The legal issue arising from the use of assets owned by the company by its managers concerns the conciliation of two apparently conflicting values: on the one hand, the managers’ commitment to represent the company and to primarily pursue its specific and real interests and, on the other hand, their right to private enterprise, pursuant to Article 61 of the Constitution of the Portuguese Republic.
In a judgment dated 30 September 2014, rendered within the case no. 1195/08.0TYLSB, L1.S1, the Supreme Court of Justice considered that the use, by a company manager, of assets and information owned by the company – in this case, a mobile phone, computer and electronic mail server –, when intended to fulfil the individual and selfish interests of the manager, entails a breach of the duty of care imposed on the members of the management bodies of commercial companies.
In the case in question, the company manager set up a single-member company within which he wrongfully used assets owned by the company that he represented as manager in order to pursue a competing business of the one carried out by the latter.
While assessing the compliance of this conduct with the rules and principles governing the actions of the members of managerial bodies of commercial companies, the Supreme Court of Justice set out the issue in the light of the normative criteria laid down in Article 64 of the Commercial Companies Code (“CCC”) and, to this end, framed the situation in the fundamental duties of the members of management bodies of commercial companies.
The point in issue is to determine which fundamental duty is breached by the adoption of a conduct of this nature. In the decision in question, the Supreme Court of Justice understood that this act constituted a breach of the duty of care that shall govern the actions of the manager within the framework of the fiduciary duty established with the company. Indeed, this type of conduct evidences the lack of competence and commitment of the manager to perform his duties and entails an omission of the duty imposed on him to monitor the business of the company, for which reason the Court classified this conduct as a breach of the duty of care.
On the other hand, in legal theory, this conduct has been regarded as a typical example of breach of the duty of loyalty, more specifically the duty not to use assets owned by the company represented by the manager. The grounds for the breach of the duty of loyalty rest on the fact that the manager devalues and neglects the interests of the company represented in favour of his own interests, more specifically by engaging in a competing business and misusing the assets owned by the company.
In a nutshell, considering that the duty of loyalty requires that the members of management bodies always act in accordance with the interests of the company that they represent, the manager who places his own interests ahead of the interests of the company acts in breach of the fundamental duty of loyalty.
These situations of misuse of the company’s assets are addressed under the so-called corporate opportunities doctrine. This doctrine entails two different modalities: (i) the doctrine of subjective corporate opportunities, which includes the cases in which the member of the managerial body pursues and exploits a business opportunity belonging to the company represented; and (ii) the doctrine of objective corporate opportunities, which covers the cases in question, in which a member of a managerial body uses, wrongfully and disproportionately, information and assets owned by the company in order to attain his own interests.
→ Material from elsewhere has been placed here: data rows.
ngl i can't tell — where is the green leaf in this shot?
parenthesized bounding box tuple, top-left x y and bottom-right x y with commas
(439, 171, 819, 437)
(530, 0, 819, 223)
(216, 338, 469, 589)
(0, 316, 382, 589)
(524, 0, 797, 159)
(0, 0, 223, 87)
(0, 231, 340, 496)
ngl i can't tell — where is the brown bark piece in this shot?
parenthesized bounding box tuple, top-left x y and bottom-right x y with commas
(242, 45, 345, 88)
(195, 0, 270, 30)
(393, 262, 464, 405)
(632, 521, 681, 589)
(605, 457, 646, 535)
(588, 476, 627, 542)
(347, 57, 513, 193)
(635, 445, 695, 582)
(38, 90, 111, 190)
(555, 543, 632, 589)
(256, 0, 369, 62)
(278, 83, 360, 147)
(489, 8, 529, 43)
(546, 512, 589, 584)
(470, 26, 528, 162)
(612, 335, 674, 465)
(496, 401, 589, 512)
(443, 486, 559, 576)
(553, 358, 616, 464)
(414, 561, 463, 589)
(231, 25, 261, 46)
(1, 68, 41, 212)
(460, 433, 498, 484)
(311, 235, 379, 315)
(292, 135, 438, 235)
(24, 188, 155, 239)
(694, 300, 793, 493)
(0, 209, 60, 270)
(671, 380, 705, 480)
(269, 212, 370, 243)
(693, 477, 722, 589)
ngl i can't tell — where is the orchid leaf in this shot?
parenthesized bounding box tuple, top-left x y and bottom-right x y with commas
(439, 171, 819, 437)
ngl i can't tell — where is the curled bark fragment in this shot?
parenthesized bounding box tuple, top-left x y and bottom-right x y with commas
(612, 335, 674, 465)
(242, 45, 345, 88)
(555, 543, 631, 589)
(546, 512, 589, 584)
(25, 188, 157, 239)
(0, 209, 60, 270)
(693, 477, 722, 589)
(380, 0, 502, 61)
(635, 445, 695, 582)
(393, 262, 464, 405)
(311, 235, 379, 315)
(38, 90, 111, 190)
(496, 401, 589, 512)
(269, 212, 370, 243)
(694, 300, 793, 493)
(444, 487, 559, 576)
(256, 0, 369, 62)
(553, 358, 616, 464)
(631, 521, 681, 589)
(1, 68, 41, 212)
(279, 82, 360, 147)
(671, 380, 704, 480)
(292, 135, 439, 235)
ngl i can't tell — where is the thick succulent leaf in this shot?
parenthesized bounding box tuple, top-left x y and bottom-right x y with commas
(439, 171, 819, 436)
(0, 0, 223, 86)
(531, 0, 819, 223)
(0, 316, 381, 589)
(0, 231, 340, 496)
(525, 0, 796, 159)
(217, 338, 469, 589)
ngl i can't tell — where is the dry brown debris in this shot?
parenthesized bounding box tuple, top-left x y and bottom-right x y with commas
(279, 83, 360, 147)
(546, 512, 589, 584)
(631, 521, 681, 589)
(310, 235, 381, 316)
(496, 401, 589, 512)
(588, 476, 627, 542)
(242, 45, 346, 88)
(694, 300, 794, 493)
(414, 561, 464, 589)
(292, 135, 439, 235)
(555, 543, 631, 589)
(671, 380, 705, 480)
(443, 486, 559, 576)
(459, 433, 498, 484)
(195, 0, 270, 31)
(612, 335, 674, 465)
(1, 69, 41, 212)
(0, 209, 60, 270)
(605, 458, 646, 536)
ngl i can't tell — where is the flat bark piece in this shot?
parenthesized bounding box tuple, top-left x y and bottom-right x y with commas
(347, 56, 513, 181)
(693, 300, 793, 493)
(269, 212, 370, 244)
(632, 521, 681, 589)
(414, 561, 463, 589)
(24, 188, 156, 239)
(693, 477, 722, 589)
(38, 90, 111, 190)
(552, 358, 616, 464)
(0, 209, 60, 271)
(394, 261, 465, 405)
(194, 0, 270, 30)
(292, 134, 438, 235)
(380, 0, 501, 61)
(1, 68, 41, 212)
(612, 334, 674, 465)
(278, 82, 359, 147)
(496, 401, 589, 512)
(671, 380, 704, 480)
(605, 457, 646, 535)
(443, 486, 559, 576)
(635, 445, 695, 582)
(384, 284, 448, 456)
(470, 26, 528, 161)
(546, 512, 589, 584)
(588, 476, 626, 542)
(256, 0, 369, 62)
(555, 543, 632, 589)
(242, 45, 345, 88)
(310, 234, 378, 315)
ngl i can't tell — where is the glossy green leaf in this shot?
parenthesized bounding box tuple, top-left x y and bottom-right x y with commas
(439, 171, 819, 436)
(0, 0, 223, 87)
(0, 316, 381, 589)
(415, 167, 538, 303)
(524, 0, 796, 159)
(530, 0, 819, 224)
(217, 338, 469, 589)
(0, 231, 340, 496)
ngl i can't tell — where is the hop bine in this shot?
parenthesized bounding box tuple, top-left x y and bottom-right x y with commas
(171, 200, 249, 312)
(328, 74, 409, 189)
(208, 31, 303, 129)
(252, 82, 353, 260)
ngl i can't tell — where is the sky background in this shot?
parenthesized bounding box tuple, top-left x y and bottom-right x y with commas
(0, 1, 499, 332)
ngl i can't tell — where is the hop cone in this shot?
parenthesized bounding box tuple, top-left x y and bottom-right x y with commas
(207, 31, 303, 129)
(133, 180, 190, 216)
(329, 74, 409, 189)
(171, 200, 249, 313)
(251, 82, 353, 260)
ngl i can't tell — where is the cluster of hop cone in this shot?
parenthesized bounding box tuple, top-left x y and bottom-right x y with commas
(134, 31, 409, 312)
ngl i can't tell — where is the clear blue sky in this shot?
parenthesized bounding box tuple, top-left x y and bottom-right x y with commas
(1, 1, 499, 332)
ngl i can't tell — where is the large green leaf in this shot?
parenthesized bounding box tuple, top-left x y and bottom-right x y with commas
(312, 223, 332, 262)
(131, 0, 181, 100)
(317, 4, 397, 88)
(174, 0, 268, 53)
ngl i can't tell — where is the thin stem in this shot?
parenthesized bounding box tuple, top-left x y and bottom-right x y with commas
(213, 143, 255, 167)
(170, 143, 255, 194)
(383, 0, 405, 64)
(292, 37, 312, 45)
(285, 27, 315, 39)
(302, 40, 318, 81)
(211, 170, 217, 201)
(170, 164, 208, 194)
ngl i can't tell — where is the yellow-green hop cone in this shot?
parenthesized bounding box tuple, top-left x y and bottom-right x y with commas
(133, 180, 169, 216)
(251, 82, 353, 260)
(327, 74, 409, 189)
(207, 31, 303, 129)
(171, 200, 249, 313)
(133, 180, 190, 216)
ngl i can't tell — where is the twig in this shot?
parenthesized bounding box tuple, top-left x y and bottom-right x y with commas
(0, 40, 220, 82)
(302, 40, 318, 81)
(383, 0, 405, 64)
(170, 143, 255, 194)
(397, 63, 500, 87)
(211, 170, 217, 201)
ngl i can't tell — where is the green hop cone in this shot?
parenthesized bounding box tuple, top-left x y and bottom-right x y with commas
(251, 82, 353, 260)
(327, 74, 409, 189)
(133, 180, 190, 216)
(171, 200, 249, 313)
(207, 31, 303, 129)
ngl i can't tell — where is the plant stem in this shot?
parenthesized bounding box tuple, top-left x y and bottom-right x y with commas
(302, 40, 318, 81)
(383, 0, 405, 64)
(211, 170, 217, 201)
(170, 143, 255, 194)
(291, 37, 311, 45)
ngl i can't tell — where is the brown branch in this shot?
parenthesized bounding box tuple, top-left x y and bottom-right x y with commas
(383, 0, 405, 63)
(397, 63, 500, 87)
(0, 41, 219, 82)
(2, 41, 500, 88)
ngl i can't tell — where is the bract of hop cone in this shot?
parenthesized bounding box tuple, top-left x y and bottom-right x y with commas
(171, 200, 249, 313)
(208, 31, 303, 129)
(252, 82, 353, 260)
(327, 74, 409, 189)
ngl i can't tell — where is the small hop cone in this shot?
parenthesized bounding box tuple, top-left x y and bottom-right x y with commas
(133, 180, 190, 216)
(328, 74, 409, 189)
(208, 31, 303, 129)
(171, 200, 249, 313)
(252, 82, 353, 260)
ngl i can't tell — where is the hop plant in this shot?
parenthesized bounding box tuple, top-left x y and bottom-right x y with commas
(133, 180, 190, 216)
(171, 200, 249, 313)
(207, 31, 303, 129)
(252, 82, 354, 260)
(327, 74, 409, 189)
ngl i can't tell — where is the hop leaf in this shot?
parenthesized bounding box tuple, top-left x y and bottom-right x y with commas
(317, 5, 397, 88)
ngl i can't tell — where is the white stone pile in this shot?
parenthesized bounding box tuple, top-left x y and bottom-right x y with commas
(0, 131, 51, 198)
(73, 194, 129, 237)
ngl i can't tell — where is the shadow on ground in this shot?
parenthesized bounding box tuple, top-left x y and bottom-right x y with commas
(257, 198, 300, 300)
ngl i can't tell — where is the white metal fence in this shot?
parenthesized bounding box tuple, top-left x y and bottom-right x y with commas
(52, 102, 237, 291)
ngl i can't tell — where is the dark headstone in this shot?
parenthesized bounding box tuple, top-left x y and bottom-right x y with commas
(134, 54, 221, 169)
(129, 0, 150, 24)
In effect, it is unanimously agreed in legal theory and in case law that the improper use of the assets owned by the company by a manager constitutes just cause for dismissal, within the scope and meaning of Article 254.5 CCC, insofar as it entails a breach of a fundamental duty of the manager and irremediably compromises the continuation of the legal relationship entered into between the manager and the company and its underlying relationship of trust.
With regard to the possible accountability of members of management bodies for the improper use of the assets owned by the company, it must be noted that some authors are of the opinion that the rules concerning the prohibition of competition, provided for in Article 180.2 CCC, are applicable by analogy. This means that the company represented can not only be compensated for all losses suffered but may also, insofar as this is possible, make full use of the opportunity that it was deprived of.
However, other authors argue that the use of assets owned by the company, when providing an advantage for the member of the managerial body who undertakes its use, may be regarded as unjust enrichment, provided for and regulated in Articles 473 and following of the Portuguese Civil Code (“CC”), in order to oblige the manager to restore to the company represented the unjustifiable advantages arising from the wrongful use of the company’s assets.